Use controller-runtime to consume Machine API #89

Bobbins228 · 2023-06-22T10:42:27Z

Closes: #53

Verification Steps

OSD Cluster - Machine Pools

Scale machines using InstaScale
Delete the AppWrapper to trigger the scaling down steps
InstaScale should work as expected

Self Managed/OCP Cluster - MachineSets

Follow this guide for creating MachineSet Templates
Scale Machines using InstaScale
Delete the AppWrapper to trigger the scaling down steps
InstaScale should work as expected

Note: At the moment when scaling up and down errors about updating the appwrapper will appear in the console due to an issue with applying/removing the finalizer

controllers/appwrapper_controller.go

asm582 · 2023-07-05T13:04:28Z

are we planning to migrate to controller runtime?

astefanutti · 2023-07-05T13:26:03Z

are we planning to migrate to controller runtime?

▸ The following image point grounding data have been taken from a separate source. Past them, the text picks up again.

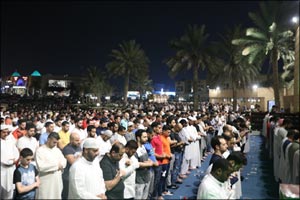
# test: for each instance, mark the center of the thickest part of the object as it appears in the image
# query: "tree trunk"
(126, 86)
(234, 97)
(195, 87)
(274, 64)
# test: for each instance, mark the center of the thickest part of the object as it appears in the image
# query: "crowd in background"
(282, 143)
(137, 153)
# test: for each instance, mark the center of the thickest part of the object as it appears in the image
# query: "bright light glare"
(295, 20)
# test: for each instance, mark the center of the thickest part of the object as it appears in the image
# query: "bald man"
(72, 152)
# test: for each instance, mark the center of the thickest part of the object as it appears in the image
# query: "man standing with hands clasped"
(85, 176)
(50, 162)
(111, 172)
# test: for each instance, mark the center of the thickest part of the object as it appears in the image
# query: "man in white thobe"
(129, 163)
(9, 157)
(213, 185)
(85, 176)
(50, 163)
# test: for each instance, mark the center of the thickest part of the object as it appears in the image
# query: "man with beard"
(79, 129)
(20, 131)
(143, 172)
(28, 141)
(111, 172)
(64, 135)
(86, 177)
(72, 152)
(50, 162)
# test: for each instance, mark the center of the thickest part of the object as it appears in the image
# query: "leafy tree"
(129, 61)
(142, 84)
(268, 40)
(95, 83)
(191, 53)
(230, 65)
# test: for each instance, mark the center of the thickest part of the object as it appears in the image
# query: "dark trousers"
(163, 178)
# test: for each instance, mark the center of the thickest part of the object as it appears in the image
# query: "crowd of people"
(138, 153)
(282, 143)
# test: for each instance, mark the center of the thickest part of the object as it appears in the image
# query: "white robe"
(47, 161)
(211, 188)
(295, 173)
(28, 142)
(104, 147)
(86, 180)
(9, 152)
(129, 181)
(282, 163)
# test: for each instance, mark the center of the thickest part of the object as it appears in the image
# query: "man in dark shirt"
(219, 145)
(71, 152)
(111, 173)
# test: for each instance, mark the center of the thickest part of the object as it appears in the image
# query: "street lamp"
(295, 20)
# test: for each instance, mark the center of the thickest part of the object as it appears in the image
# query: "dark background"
(69, 36)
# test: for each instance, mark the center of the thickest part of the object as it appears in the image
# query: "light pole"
(295, 20)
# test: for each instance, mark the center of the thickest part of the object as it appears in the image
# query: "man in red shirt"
(20, 131)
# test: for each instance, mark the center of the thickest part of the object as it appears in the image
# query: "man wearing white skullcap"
(86, 177)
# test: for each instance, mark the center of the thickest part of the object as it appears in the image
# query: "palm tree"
(95, 83)
(191, 53)
(230, 65)
(129, 61)
(268, 40)
(142, 84)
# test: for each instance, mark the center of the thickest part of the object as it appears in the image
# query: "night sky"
(67, 37)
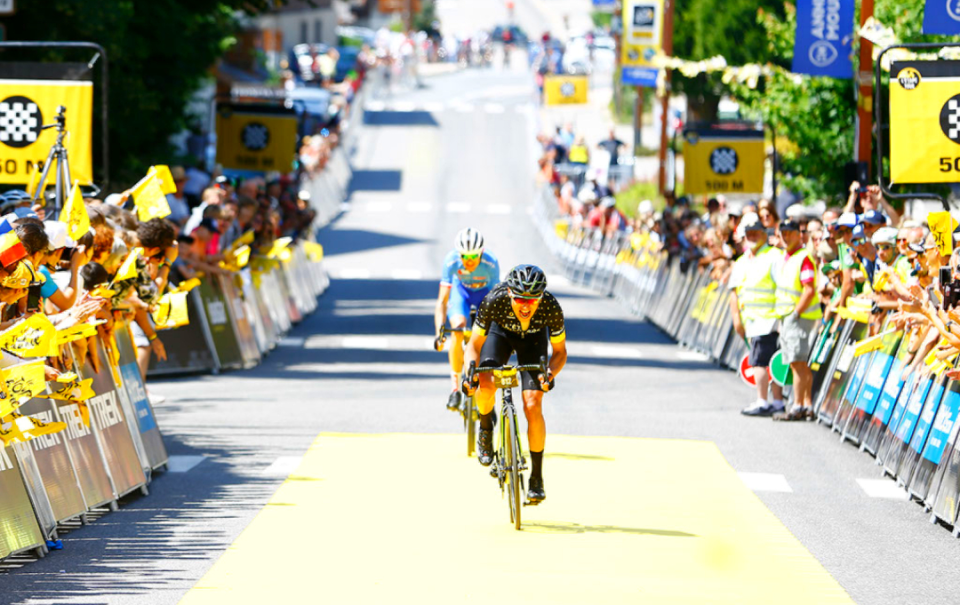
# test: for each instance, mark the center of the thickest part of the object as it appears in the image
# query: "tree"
(159, 51)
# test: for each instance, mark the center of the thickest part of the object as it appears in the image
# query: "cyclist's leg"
(529, 353)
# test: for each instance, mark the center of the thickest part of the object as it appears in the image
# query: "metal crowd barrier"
(908, 423)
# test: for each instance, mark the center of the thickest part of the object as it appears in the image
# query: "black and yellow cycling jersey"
(496, 309)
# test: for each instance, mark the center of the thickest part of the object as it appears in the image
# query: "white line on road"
(765, 482)
(353, 273)
(377, 207)
(883, 488)
(182, 464)
(419, 207)
(282, 466)
(406, 274)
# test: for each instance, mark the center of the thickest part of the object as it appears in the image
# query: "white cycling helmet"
(469, 241)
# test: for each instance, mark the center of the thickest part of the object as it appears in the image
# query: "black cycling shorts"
(500, 344)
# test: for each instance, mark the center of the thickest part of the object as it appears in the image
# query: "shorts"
(461, 299)
(500, 344)
(797, 336)
(762, 349)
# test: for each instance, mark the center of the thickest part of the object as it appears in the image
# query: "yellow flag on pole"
(942, 226)
(149, 198)
(74, 214)
(129, 267)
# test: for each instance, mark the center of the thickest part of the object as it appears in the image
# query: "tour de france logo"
(908, 78)
(20, 121)
(724, 160)
(255, 136)
(950, 118)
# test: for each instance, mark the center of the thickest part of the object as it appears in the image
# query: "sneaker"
(453, 402)
(485, 446)
(535, 493)
(763, 410)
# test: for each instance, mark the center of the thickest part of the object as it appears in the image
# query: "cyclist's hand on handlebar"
(547, 383)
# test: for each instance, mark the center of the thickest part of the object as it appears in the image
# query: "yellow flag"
(942, 226)
(25, 380)
(33, 337)
(129, 267)
(149, 198)
(74, 214)
(166, 179)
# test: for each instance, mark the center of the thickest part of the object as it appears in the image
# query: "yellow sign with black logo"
(925, 122)
(257, 140)
(717, 161)
(26, 105)
(565, 90)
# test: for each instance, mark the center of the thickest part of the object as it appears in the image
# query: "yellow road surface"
(408, 518)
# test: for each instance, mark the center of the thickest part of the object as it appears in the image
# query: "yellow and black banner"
(925, 122)
(30, 94)
(257, 138)
(723, 161)
(565, 90)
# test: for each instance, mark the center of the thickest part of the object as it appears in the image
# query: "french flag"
(11, 248)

Yes, @Bobbins228 and I are working on it.

controllers/machineset.go

controllers/appwrapper_controller.go

controllers/machineset.go

controllers/appwrapper_controller.go

controllers/machineset.go

controllers/appwrapper_controller.go

asm582 · 2023-07-24T13:47:01Z

@Bobbins228 Thanks for this PR, did we do a manual testing of this PR? is scale-up and scale-down happening as expected?

Bobbins228 · 2023-07-24T13:53:20Z

@Bobbins228 Thanks for this PR, did we do a manual testing of this PR? is scale-up and scale-down happening as expected?

I tested this on an OSD cluster and I was able to successfully scale up and down but I did receive these warning logs which didn't appear before before my changes.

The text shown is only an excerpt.